Eight prominent U.S. communications companies announced the creation of a nonprofit cybersecurity collaboration on Tuesday, forming the Communications Cybersecurity Information Sharing and Analysis Center, abbreviated C2 ISAC. The founding members include AT&T, Charter, Comcast, Cox, Lumen Technologies, T-Mobile, Verizon, and Zayo.
The new organization is designed to enable members to exchange technical information and coordinate defenses against cyber threats that affect the communications sector. According to the announcement, the initiative responds to the reality that no single company has complete visibility into all threats or can mitigate every risk on its own.
C2 ISAC will serve as a venue where security practitioners and technical experts from member firms can share timely intelligence and align response strategies. The eight founding companies will also constitute the initial Board of Directors, made up of chief information security officers from each company.
Valerie Moon has been named executive director of C2 ISAC. The announcement highlights her prior roles at CISA, the FBI and other cyber organizations as relevant experience for the position. In a statement included with the formation notice, Moon said, "The C2 ISAC will strengthen individual member organizations and support the resilience of the nation’s critical communications infrastructure."
The new center builds on an existing government-private information-sharing framework. C2 ISAC expands on the National Coordinating Center for Communications - also known as the Communications ISAC or COMM-ISAC - which was established in 1984 to promote resilience and information exchange among government entities and private communications and IT companies.

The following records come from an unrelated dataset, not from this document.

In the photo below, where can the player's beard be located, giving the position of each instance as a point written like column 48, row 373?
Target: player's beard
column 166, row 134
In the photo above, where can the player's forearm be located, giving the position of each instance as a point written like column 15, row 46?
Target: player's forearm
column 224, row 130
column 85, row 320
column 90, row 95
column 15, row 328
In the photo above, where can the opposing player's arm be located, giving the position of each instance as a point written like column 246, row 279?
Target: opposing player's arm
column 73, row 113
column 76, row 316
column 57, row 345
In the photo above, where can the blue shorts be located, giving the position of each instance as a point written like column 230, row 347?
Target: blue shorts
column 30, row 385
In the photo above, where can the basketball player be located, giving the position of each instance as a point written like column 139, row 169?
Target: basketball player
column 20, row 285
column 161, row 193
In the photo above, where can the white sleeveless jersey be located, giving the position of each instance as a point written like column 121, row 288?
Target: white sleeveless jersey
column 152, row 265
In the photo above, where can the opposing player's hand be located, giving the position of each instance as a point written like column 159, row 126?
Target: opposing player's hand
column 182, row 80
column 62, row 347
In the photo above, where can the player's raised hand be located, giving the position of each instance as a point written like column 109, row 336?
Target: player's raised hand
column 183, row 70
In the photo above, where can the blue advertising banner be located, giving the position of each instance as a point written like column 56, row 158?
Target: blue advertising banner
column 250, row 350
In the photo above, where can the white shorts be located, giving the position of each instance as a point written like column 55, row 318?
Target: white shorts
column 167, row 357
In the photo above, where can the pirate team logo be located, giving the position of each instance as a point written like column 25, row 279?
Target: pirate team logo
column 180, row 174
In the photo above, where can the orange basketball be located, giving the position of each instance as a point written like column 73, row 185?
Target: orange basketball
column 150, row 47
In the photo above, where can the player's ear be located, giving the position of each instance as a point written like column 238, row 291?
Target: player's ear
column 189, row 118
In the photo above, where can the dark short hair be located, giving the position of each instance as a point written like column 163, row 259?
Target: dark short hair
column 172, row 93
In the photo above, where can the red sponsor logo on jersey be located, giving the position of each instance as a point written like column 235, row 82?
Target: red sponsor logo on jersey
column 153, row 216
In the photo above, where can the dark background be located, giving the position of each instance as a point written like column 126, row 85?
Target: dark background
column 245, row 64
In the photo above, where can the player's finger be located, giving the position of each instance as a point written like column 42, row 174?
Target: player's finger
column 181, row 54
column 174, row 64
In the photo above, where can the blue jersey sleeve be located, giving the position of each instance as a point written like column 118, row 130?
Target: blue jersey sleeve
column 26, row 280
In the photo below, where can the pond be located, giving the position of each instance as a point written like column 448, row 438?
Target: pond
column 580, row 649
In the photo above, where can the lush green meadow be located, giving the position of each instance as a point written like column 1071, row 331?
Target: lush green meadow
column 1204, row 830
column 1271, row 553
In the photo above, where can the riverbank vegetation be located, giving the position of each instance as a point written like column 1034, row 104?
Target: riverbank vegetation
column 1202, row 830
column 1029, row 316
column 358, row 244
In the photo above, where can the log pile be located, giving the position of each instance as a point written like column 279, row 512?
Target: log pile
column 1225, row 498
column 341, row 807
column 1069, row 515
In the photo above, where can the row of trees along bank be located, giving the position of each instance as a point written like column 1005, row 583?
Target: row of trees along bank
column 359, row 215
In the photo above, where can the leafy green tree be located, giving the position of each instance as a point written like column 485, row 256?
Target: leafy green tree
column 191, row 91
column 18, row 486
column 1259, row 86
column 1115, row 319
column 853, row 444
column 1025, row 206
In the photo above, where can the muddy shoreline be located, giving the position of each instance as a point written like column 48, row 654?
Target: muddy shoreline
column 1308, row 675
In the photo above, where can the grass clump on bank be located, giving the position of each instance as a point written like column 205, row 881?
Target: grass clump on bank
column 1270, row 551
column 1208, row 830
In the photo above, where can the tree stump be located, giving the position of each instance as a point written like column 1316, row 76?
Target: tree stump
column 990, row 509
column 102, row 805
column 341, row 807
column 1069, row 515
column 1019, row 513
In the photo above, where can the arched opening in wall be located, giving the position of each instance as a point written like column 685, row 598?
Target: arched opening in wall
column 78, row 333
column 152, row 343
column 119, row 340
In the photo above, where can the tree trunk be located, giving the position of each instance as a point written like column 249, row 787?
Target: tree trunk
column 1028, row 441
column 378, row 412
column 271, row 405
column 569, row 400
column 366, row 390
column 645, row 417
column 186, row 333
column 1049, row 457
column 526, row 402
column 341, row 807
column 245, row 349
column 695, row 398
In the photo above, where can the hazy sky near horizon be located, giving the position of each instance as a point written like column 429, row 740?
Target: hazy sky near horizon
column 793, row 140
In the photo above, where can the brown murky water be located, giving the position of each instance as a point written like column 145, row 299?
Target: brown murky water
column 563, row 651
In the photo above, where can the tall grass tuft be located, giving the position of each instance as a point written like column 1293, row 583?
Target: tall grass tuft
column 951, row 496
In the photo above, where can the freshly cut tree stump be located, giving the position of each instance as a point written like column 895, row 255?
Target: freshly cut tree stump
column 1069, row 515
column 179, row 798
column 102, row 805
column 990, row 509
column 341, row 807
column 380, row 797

Rich Baich, serving as the inaugural chairperson of the C2 ISAC board, said the organization is well positioned to broaden collaboration across the communications sector and assist members in addressing emerging risks. The statement said the organization expects to begin operations in June.
Summary
C2 ISAC is a nonprofit information-sharing center established by eight major U.S. communications companies to improve coordination on cybersecurity threats and defenses. Valerie Moon will lead the organization, and the founding companies will form the initial board of CISOs. Operations are expected to commence in June.
Key points
- Eight firms - AT&T, Charter, Comcast, Cox, Lumen Technologies, T-Mobile, Verizon, and Zayo - formed C2 ISAC to coordinate cybersecurity efforts.
- The organization will enable technical experts and CISOs to share threat information and coordinate defense strategies.
- C2 ISAC builds on the long-standing National Coordinating Center for Communications (COMM-ISAC) framework established in 1984.
Risks and uncertainties
- No single company has complete visibility into every cyber threat - a primary reason cited for creating the collaborative organization.
- Effective sector-wide coordination depends on timely and actionable information sharing among members, which the new center aims to facilitate.
- The pace and scope of the center's impact on real-world defenses will depend on how the organization operationalizes collaboration once it begins operations in June.